Abstract:Chain-of-thought (CoT) prompting has been shown to empirically improve the accuracy of large language models (LLMs) on various question answering tasks. While understanding why CoT prompting is effective is crucial to ensuring that this phenomenon is a consequence of desired model behavior, little work has addressed this; nonetheless, such an understanding is a critical prerequisite for responsible model deployment. We address this question by leveraging gradient-based feature attribution methods which produce saliency scores that capture the influence of input tokens on model output. Specifically, we probe several open-source LLMs to investigate whether CoT prompting affects the relative importances they assign to particular input tokens. Our results indicate that while CoT prompting does not increase the magnitude of saliency scores attributed to semantically relevant tokens in the prompt compared to standard few-shot prompting, it increases the robustness of saliency scores to question perturbations and variations in model output.
What problem does this paper attempt to address?
The problem that this paper attempts to solve is to understand why Chain - of - Thought (CoT) prompts can improve the accuracy of large - scale language models (LLMs) in various question - answering tasks. Although CoT prompts have been proven to enhance model performance, the understanding of the underlying mechanisms remains insufficient. To ensure that this phenomenon is caused by the desired model behavior and to deploy these models responsibly, it is crucial to understand how CoT prompts work.
Specifically, the authors address this problem in the following ways:
1. **Utilize gradient - based feature attribution methods**: These methods can generate saliency scores, which are used to capture the influence of input tokens on the model output.
2. **Explore how CoT prompts change the model's importance assignment to specific input tokens**: By analyzing the saliency scores of input tokens under different prompting methods, study whether and how CoT prompts affect the model's attention to the input.
### Research Background and Motivation
With the rapid development of large - language models (such as models based on the Transformer architecture), both researchers and the public have shown great interest in them.
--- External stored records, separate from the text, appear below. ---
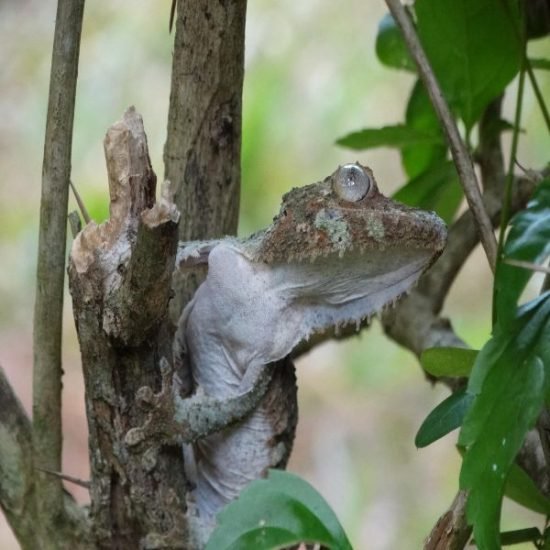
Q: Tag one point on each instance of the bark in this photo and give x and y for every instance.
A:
(120, 274)
(19, 496)
(56, 169)
(202, 152)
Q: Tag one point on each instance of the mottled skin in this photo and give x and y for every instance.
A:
(314, 221)
(338, 252)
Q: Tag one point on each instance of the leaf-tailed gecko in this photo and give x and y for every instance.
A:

However, the opacity of the internal mechanisms of these models makes it especially important to understand and interpret their behavior. Especially for new strategies like CoT prompts, understanding their working principles is crucial to ensure that the model's behavior is as expected, safe, and reliable.
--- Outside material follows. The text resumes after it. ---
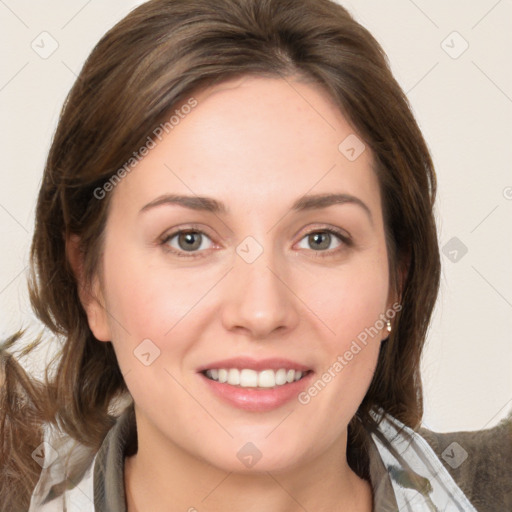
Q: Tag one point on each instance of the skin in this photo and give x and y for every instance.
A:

### Main Research Questions
1. **Does the CoT prompt increase the saliency scores of semantically related tokens?**
- The authors assume that the CoT prompt will make the model pay more attention to important input tokens, even when the input length increases.
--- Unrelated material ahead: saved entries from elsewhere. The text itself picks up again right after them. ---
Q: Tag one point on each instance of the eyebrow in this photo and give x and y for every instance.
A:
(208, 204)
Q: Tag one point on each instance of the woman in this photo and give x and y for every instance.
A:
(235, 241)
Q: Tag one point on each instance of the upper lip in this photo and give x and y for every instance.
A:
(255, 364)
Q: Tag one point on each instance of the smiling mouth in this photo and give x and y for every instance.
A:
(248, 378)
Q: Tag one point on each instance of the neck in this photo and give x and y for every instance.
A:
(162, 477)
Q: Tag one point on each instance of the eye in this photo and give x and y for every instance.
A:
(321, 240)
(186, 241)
2. **Does the CoT prompt make the model behavior more robust to question restatements?**
- The authors assume that the CoT prompt can make the model have smaller changes in saliency scores when facing different formulations of the question, that is, the model focuses on relevant tokens more stably.
3. **Does the CoT prompt make the model gradients more stable in randomly generated outputs?**
- The authors assume that the CoT prompt can reduce the variation of saliency scores between different outputs, thereby improving the model's robustness to the randomness of text generation.
### Experimental Design
The authors used open - source models such as GPT - J (with 6 billion parameters) and conducted experiments on multiple question - answering datasets. By comparing the saliency scores under standard prompts and CoT prompts, the authors reached the following conclusions:
- The CoT prompt does not significantly increase the saliency scores of semantically related tokens, but improves the model's accuracy on some datasets.
- The CoT prompt makes the model more robust to question restatements, with smaller changes in saliency scores.
- The CoT prompt makes the model gradients more stable in different outputs, and the variance of saliency scores decreases.
### Conclusion
Although the CoT prompt does not significantly improve accuracy on smaller - scale models, it does change the way the model pays attention to input tokens, making it more stable and consistent. This indicates that the CoT prompt may improve performance by changing the internal processing mechanism of the model, not just by generating more reasonable explanations.
In summary, this study provides a new perspective for understanding the working mechanism of CoT prompts and lays the foundation for further exploration of the behavior of large - scale language models.